One common question we hear is, “Will there ever be peace in the Middle East?” The answer is yes!—when Jesus returns. In the meantime, we should still pray and strive for peace whenever possible. Our actions now can make quite a difference. Full and lasting shalom for the people of the Middle East—and the world—awaits the Messiah’s righteous rule. While we mourn the suffering in the world today, we know that it will not always be this way. Our hearts cry out for an end to the pain and death that wreaks havoc in our communities. We should help where we can, but so much is out of our control.
As Scripture assures us, “He will wipe away every tear from their eyes; and there will no longer be any death; there will no longer be any mourning, or crying, or pain; the first things have passed away” (Revelation 21:4). The book of Revelation is difficult to understand, and people have many different and conflicting interpretations.

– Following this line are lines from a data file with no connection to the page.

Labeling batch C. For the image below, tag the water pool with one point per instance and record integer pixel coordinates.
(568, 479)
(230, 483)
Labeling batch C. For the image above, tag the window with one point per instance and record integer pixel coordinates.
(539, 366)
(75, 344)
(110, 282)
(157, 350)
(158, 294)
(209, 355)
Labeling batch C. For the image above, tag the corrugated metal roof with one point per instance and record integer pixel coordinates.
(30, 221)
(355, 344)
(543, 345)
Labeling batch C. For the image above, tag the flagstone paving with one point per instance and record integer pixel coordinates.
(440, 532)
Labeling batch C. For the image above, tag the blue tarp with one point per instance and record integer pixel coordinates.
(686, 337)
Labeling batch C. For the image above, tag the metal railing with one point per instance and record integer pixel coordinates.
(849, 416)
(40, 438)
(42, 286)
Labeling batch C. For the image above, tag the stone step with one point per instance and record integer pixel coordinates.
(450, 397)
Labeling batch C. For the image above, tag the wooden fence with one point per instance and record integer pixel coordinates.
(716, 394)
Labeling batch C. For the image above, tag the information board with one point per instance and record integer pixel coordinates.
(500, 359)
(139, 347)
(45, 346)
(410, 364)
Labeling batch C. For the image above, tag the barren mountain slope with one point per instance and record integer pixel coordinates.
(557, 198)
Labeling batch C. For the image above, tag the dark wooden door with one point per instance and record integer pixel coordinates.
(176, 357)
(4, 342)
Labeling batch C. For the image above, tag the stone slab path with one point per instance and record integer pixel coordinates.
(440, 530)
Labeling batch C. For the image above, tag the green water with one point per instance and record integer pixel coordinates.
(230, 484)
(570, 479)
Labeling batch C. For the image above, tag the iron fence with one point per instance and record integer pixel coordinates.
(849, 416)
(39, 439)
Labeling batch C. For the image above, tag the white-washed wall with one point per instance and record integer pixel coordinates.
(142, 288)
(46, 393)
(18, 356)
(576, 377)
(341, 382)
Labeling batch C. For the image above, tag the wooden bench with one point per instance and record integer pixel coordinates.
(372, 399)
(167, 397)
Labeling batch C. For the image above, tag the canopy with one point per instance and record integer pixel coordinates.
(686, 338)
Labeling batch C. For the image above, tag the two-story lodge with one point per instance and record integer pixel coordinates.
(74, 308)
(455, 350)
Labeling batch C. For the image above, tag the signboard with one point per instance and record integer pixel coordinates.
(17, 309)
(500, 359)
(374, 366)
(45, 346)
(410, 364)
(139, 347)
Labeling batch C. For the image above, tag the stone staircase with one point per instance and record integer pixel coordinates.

Still, it is plain to all that the book has a happy ending. The Messiah will conquer evil, rule from Jerusalem, and bring universal flourishing and renewal to the world. While judgment is certainly one theme in end-times prophecy, the story does not end there. Rather, everything leads to blessing for the entire earth through Israel.
In the end times, God’s promises to Israel and the world will fully come to pass. We do not yet know exactly what that will look like. Maintaining a humble and teachable spirit is essential when studying end-times prophecy. No one knows the “day or hour” when these events will happen (Mark 13:32). We trust the details to God, believing that He will bring true justice and peace to the earth. In the meantime, “to live is Messiah” (Philippians 1:21). We live for Him and eagerly await His return as King of kings and Prince of Peace.
 Seth D. Postell, “Numbers 24:5–9: the Distant Star,” The Moody Handbook of Messianic Prophecy: Studies and Expositions of the Messiah in the Old Testament, ed. Michael Rydelnik (Chicago: Moody Publishers, 2019), 267–68.
 Various Bible translations will render the Hebrew differently: “the last days” (KJV), “days to come” (NASB), “latter days” (ASV), and others. The Hebrew phrase אַחֲרִ֥ית הַיָּמִֽים is based on the word with a range of meaning including “end,” “last,” and “after-part.” For more on the use of this phrase throughout the Old Testament, see William Burt Pope, A Compendium of Christian Theology: Being Analytical Outlines of a Course of Theological Study, Biblical, Dogmatic, Historical, Volumes 1-3, vol. 1 (London: Beveridge and Co., 1879).